Forbes/

About 60 miles north of Manhattan, at the foothills of the Ramapo Mountains and past a few cow pastures, stands the red brick buildings of the old Mid-Orange Correctional Facility in Warwick, New York. In 2011, then-New York Governor Andrew Cuomo shuttered the prison. Now a decade later, 40 acres of penitentiary farmland is being transformed into the new home of Green Thumb Industries, one of the nation’s largest cannabis companies, and its $150-million cultivation and manufacturing site.

By 2023, GTI’s “cannabis campus” will start producing tens of thousands of pounds of marijuana, millions of THC-infused gummies and vape cartridges to fill the shelves of its dispensaries throughout the Empire State.

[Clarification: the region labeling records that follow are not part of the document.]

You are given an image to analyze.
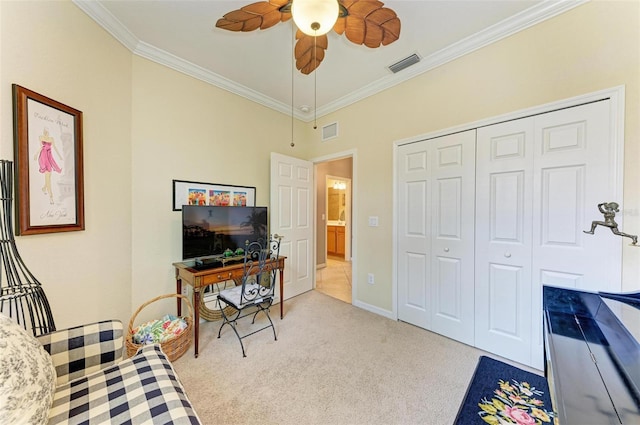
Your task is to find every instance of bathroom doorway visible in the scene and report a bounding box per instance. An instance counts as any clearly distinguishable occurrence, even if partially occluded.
[315,157,353,304]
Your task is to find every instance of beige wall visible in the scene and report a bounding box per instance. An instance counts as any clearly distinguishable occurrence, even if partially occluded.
[0,1,640,326]
[132,57,304,320]
[311,1,640,311]
[0,1,132,327]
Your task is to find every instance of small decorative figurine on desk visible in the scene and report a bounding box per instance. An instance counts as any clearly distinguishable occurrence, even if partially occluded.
[583,202,638,246]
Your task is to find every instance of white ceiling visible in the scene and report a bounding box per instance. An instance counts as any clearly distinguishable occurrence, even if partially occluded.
[74,0,583,121]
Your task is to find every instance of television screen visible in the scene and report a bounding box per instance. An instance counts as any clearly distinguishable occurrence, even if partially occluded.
[182,205,268,260]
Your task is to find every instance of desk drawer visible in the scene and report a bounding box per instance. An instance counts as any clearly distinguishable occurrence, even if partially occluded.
[196,270,242,286]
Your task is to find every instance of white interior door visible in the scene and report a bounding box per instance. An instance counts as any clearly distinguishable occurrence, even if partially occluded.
[431,130,476,345]
[396,130,475,344]
[476,100,622,369]
[475,118,542,364]
[396,141,433,329]
[532,100,622,369]
[270,153,315,299]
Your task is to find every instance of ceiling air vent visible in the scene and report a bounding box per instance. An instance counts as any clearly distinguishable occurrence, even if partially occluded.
[388,53,420,74]
[322,122,338,142]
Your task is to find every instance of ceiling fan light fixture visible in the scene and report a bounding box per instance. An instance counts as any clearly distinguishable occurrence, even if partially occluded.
[291,0,340,36]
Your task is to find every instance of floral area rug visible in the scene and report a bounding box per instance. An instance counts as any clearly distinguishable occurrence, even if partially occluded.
[455,356,557,425]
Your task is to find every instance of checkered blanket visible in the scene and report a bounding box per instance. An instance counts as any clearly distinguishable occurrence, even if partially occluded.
[37,320,124,385]
[38,320,200,425]
[49,345,200,425]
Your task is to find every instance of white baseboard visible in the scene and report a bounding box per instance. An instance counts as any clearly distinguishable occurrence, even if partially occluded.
[353,300,396,320]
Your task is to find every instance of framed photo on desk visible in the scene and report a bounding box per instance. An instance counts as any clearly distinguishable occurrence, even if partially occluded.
[173,180,256,211]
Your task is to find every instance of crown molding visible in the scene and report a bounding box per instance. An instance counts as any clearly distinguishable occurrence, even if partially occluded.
[317,0,589,117]
[73,0,304,121]
[73,0,589,122]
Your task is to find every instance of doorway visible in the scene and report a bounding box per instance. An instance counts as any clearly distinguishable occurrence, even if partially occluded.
[315,156,353,304]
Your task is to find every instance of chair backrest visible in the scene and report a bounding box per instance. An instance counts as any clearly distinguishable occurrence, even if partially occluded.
[240,235,282,304]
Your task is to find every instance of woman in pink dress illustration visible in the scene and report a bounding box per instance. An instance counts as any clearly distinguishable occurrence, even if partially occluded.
[33,128,62,204]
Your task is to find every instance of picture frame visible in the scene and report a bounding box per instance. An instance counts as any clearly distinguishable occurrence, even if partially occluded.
[172,180,256,211]
[12,84,85,235]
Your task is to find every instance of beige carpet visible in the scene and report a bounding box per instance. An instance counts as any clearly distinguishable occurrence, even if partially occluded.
[174,291,485,425]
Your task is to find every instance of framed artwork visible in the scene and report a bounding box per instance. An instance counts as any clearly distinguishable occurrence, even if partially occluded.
[13,84,84,235]
[173,180,256,211]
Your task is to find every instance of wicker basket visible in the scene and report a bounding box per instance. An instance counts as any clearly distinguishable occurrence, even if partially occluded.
[125,294,193,361]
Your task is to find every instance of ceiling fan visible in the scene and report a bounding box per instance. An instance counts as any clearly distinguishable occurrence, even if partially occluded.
[216,0,400,75]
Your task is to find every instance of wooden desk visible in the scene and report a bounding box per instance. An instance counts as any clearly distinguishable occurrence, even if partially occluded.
[173,256,286,357]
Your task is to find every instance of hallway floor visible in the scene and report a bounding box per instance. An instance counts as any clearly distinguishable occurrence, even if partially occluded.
[316,257,351,304]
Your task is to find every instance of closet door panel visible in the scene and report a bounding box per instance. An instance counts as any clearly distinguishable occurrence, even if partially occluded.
[396,143,431,329]
[431,131,476,345]
[475,119,534,364]
[532,100,626,368]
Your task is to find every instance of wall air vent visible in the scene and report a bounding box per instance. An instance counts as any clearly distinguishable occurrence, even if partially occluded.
[322,122,338,142]
[388,53,420,74]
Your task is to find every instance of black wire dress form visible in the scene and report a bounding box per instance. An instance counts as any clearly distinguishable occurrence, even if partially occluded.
[0,159,56,336]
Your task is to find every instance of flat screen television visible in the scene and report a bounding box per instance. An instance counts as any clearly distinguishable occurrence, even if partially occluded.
[182,205,269,260]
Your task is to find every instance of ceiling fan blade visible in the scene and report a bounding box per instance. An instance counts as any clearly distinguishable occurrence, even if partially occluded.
[294,30,329,75]
[343,0,401,48]
[216,0,291,32]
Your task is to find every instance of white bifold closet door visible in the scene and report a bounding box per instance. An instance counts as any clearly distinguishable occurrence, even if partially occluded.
[475,100,622,369]
[397,130,476,345]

Ben Kovler, the 42-year-old CEO and founder of Chicago-based Green Thumb Industries, which grows and sells cannabis, edibles, vaporizers and other products across 14 states and reported $79.3 million in year-over-year EBITDA by the end of the second quarter, is standing in the mud as he presides over the groundbreaking ceremony for his new facility.

“The irony of building a cannabis facility near the grounds of what used to be a federal prison is not lost on us,” Kovler tells a group of union leaders and politicians on a cloudy day in early September. “We understand what happened with the War on Drugs. And we’re planning to flip that around. Change is really in the air, change is happening in the country, change is happening here. And we’re able to go from a place where people used to be locked up for marijuana [to one] where we’re going to employ people and enable opportunity, create wealth and create a positive economic environment.”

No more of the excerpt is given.